Deep vein thrombosis and/or pulmonary embolism treatment:
Note: For timing of initiating oral anticoagulant, see Transitioning Between Anticoagulants below.
SUBQ:
<50 kg: 5 mg once daily.
50 to 100 kg: 7.5 mg once daily.
>100 kg: 10 mg once daily.
Duration of therapeutic anticoagulation (first episode, general recommendations): Optimal duration of therapy is unknown and depends on many factors, such as whether provoking events were present, patient risk factors for recurrence and bleeding, and individual preference.
Provoked venous thromboembolism: 3 months (provided the provoking risk factor is no longer present) (Ref).
Unprovoked venous thromboembolism or provoked venous thromboembolism with a persistent risk factor: ≥3 months depending on risk of venous thromboembolism (VTE) recurrence and bleeding (Ref).
Note: All patients receiving indefinite therapeutic anticoagulation with no specified stop date should be reassessed at periodic intervals (Ref).
Heparin-induced thrombocytopenia treatment (alternative agent) (off-label use): Note: For initial therapy of acute HIT in selected hemodynamically stable patients (Ref):
SUBQ:
<50 kg: 5 mg once daily.
50 to 100 kg: 7.5 mg once daily.
>100 kg: 10 mg once daily.
Duration: Not well established.
Heparin-induced thrombocytopenia without thrombosis: Typically, 4 weeks to 3 months (Ref).
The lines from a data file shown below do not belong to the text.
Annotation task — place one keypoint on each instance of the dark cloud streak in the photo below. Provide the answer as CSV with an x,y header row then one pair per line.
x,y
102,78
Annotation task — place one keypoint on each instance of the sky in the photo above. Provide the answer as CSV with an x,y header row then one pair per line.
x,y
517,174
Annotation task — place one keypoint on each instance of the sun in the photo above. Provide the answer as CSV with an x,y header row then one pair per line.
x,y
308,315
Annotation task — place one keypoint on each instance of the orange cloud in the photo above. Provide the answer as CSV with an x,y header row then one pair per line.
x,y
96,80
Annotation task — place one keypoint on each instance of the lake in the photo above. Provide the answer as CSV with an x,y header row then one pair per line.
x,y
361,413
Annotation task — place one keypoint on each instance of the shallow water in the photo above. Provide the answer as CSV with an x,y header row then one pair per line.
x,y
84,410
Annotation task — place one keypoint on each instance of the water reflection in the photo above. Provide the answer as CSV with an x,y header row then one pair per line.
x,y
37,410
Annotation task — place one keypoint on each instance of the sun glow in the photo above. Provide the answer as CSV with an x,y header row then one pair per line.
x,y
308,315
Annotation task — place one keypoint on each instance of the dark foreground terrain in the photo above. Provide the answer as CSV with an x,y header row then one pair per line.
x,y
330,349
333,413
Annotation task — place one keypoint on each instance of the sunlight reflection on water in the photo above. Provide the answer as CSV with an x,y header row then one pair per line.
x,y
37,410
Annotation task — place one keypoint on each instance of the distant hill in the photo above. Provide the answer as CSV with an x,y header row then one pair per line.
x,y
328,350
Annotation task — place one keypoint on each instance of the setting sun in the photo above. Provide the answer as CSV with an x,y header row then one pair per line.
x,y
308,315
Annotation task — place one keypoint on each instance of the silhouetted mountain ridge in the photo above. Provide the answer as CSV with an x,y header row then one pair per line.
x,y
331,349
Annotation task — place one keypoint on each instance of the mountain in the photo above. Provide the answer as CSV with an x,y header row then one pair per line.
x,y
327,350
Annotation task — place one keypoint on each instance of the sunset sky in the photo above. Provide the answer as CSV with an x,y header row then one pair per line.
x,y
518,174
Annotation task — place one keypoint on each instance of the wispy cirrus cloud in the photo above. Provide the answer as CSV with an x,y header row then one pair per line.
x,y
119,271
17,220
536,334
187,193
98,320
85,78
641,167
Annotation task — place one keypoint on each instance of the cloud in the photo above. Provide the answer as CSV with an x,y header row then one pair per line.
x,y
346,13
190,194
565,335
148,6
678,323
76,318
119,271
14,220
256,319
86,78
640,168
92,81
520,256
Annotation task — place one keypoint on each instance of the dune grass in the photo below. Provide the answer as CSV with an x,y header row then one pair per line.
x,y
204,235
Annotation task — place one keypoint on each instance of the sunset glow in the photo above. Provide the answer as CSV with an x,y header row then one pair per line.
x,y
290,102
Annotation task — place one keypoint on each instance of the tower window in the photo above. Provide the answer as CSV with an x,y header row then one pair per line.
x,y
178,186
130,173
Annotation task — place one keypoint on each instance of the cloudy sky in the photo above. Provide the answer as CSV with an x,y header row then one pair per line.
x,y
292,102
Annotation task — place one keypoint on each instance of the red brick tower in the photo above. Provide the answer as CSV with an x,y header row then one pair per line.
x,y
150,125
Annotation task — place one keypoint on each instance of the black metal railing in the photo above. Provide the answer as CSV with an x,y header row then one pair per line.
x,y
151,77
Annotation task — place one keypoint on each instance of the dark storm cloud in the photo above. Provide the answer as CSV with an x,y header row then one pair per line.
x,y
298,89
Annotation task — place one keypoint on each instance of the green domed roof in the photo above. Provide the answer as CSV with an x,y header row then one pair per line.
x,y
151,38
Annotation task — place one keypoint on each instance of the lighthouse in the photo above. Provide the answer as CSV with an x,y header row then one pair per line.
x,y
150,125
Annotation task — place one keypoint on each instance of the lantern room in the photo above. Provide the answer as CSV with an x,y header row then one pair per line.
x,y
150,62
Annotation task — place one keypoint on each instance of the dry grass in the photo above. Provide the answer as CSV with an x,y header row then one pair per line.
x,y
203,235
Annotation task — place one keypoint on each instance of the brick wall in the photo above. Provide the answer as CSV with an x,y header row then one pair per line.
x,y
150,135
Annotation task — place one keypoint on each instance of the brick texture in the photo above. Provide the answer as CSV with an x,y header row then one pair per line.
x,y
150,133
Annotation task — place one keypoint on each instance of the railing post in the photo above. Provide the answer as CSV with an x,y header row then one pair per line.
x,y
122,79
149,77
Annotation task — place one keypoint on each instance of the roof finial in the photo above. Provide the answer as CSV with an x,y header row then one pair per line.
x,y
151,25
Alternatively, may discontinue anticoagulation after platelet count recovery, potentially resulting in a shorter duration (Ref).
Heparin-induced thrombocytopenia with thrombosis: Typically, 3 to 6 months (Ref).
Superficial vein thrombosis, acute symptomatic (off-label use):
Note: For use in patients at increased risk for thromboembolism or with recurrent superficial vein thrombosis.
SUBQ: 2.5 mg once daily for 45 days (Ref).
Venous thromboembolism prophylaxis:
Note: Prophylactic use contraindicated in patients <50 kg. Fondaparinux may be used in patients with a history of HIT (Ref).
Medical patients with acute illness at moderate and high risk for venous thromboembolism (off-label use): SUBQ: 2.5 mg once daily; continue for length of hospital stay or until patient is fully ambulatory and risk of VTE has diminished (Ref).
Major surgery for cancer (off-label use): SUBQ: 2.5 mg once daily beginning 6 to 8 hours postoperatively. The optimal duration of prophylaxis has not been established; usually given for a minimum of 7 to 10 days. Extending for up to 4 weeks may be considered in patients undergoing major abdominal or pelvic surgery (Ref).
Surgical patients (without cancer): SUBQ: ≥50 kg: 2.5 mg once daily beginning after hemostasis has been established, no earlier than 6 to 8 hours postoperatively.
Duration in nonorthopedic surgery: Continue until fully ambulatory and risk of VTE has diminished (typically up to 10 days) (Ref).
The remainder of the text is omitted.